[dpdk-dev] [PATCH] examples/l3fwd: em path performance fix

Xu, Qian Q qian.q.xu at intel.com
Mon Mar 7 07:19:43 CET 2016


Tested-by: Qian Xu <qian.q.xu at intel.com>

- Test Commit: 8f6f24342281f59de0df7bd976a32f714d39b9a9
- OS/Kernel: Fedora 21/4.1.13
- GCC: gcc (GCC) 4.9.2 20141101 (Red Hat 4.9.2-1)
- CPU: Intel(R) Xeon(R) CPU E5-2695 v4 @ 2.10
- NIC: Intel Corporation 82599ES 10-Gigabit SFI/SFP+ Network Connection (rev 01)
- Target: Intel Corporation 82599ES 10-Gigabit SFI/SFP+ Network Connection (rev 01)
- Total 1 cases, 1 passed, 0 failed. 

Test Case1: test_l3fwd_exact_match_perf 
==================================
Compare two sample performance report on the same platform, same traffic, the only difference is the l3fwd sample. 
1. Using the dpdk-2.2 l3fwd sample, compiled it and run the l3fwd as below:
 ./examples/l3fwd/build/l3fwd -c 0x3c0000 -n 4 -- -p 0xf --config '(0,0,18),(1,0,19),(2,0,20),(3,0,21)' --hash-entry-num 0x400000

2. Using the latest dpdk with the updated l3fwd sample, run it: 
 ./examples/l3fwd/build/l3fwd -c 0x3c0000 -n 4 -- -E -p 0xf --config '(0,0,18),(1,0,19),(2,0,20),(3,0,21)' --hash-entry-num 0x400000

The traffic is same for both samples: 
 The traffic I send to port0 is as below:
 DEST MAC= PORT0's MAC
 Protocol: IPV4
 TCP/IP
 DEST IP: 201.0.0.0     Mode: Continuous Increment Host, Mask: 255.240.0.0---  So about 0x100000 different DEST IP items. 
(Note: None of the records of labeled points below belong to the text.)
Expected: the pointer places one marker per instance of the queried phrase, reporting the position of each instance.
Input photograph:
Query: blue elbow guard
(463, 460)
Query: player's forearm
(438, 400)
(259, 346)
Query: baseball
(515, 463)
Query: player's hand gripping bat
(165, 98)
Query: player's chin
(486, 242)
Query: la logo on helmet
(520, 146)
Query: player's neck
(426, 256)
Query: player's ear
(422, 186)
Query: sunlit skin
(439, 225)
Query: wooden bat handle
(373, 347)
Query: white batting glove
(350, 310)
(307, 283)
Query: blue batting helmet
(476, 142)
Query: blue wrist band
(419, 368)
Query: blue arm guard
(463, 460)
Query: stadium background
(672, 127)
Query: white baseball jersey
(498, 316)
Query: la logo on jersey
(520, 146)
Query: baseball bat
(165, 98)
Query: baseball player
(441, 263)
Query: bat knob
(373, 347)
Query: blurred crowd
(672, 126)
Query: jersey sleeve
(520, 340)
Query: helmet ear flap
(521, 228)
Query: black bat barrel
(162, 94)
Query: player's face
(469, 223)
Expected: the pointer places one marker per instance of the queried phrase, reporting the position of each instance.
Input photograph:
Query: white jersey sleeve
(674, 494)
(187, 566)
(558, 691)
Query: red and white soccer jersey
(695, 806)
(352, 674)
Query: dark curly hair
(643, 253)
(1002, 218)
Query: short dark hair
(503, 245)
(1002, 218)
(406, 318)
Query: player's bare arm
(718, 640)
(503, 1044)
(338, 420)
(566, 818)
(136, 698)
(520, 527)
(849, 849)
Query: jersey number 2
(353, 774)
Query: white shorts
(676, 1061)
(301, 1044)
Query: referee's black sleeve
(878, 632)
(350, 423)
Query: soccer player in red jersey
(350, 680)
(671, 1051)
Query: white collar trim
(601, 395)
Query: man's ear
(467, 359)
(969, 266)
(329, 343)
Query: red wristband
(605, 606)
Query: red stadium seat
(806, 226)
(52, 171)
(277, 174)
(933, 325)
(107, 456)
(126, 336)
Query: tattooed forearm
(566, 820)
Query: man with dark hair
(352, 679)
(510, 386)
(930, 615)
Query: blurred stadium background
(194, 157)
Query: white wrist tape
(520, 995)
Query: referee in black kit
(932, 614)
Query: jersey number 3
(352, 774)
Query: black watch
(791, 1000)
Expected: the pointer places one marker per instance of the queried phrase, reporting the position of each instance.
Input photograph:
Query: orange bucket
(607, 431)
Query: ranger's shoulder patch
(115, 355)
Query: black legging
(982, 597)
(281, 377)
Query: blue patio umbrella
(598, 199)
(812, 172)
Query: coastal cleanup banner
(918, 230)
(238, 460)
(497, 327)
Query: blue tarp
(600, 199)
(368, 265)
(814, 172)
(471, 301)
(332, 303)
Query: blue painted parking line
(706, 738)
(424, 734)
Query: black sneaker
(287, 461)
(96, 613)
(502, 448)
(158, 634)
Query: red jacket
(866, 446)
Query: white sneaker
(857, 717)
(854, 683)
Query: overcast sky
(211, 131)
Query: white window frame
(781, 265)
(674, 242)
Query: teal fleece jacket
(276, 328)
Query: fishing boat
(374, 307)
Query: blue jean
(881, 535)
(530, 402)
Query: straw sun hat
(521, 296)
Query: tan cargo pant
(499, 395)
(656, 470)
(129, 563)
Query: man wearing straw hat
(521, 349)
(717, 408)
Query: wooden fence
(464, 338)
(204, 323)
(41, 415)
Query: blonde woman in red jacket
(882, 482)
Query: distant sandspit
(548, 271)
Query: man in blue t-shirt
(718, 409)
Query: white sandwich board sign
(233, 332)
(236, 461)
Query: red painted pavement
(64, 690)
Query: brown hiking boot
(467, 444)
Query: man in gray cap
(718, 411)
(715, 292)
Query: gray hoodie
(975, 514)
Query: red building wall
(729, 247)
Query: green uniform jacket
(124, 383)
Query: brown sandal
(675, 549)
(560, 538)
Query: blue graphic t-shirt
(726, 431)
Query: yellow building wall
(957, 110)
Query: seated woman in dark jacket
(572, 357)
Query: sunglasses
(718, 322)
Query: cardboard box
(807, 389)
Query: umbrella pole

 Source IP: 200.20.0.1  Mode: Fixed
 SRC PORT: 12
 DEST PORT: 102
 Packet size=64B, sending at line rate,

Test results, the performance with the fix is similar as before, without fix there will be 11% performance drop. 


Thanks
Qian


-----Original Message-----
From: dev [mailto:dev-bounces at dpdk.org] On Behalf Of Tomasz Kulasek
Sent: Friday, March 04, 2016 1:23 AM
To: dev at dpdk.org
Subject: [dpdk-dev] [PATCH] examples/l3fwd: em path performance fix

It seems that for the most use cases, previous hash_multi_lookup provides better performance, and more, sequential lookup can cause significant performance drop.

This patch sets previously optional hash_multi_lookup method as default.
It also provides some minor optimizations such as queue drain only on used tx ports.

Fixes: 94c54b4158d5 ("examples/l3fwd: rework exact-match")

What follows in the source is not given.